Her mother looked sharply across at her, but said nothing.
“The Kid.” said Bud Trainor, speaking slowly, and rather softly to keep the emotion out of his voice, “is the kind that’s always better than anybody else, in a pinch. No, he wouldn’t leave me, even when I told him to go.”
“That’s grand!” said Georgia.
There were tears of pleasure and excitement in her eyes. And again her mother saw them.
“It was grand, all right. And dangerous, too. This here Chip Graham, he was on that hoss of his, the Silver King. And the King stepped out pretty fast. He got ahead of us. He aimed to turn us or to hold us till the rest of the crowd came up. There was seven of them, all told. But then the Kid went out and dropped Graham, and got the King for me to ride. And when the rest of ’em came too close, he just up with his rifle and shot the hat off one of their heads!”
He laughed with a fierce pleasure.
“He didn’t kill that man?” gasped Mrs. Milman.

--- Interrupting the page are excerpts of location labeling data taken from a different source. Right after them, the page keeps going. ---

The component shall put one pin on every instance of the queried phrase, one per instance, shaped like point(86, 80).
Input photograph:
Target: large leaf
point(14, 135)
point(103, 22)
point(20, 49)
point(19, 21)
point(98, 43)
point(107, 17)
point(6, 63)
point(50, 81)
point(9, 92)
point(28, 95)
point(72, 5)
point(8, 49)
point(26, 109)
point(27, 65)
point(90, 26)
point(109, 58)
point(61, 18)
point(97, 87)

“Him? Of course not,” said Bud Trainor with an almost religious and devoted belief. “He could snuff a candle at about a thousand yards; I guess. But when we came back near to the house, he wouldn’t come in with us. He thought there might be trouble waiting for him here.”
“He’s right! He’s right,” said Mrs. Milman. “Nothing but trouble for him here. My husband and Chet Wagner are in the front room with the sheriff and a deputy, right now. They’ve come out for the Kid; or Mr. Beckwith-Hollis, as he calls himself.”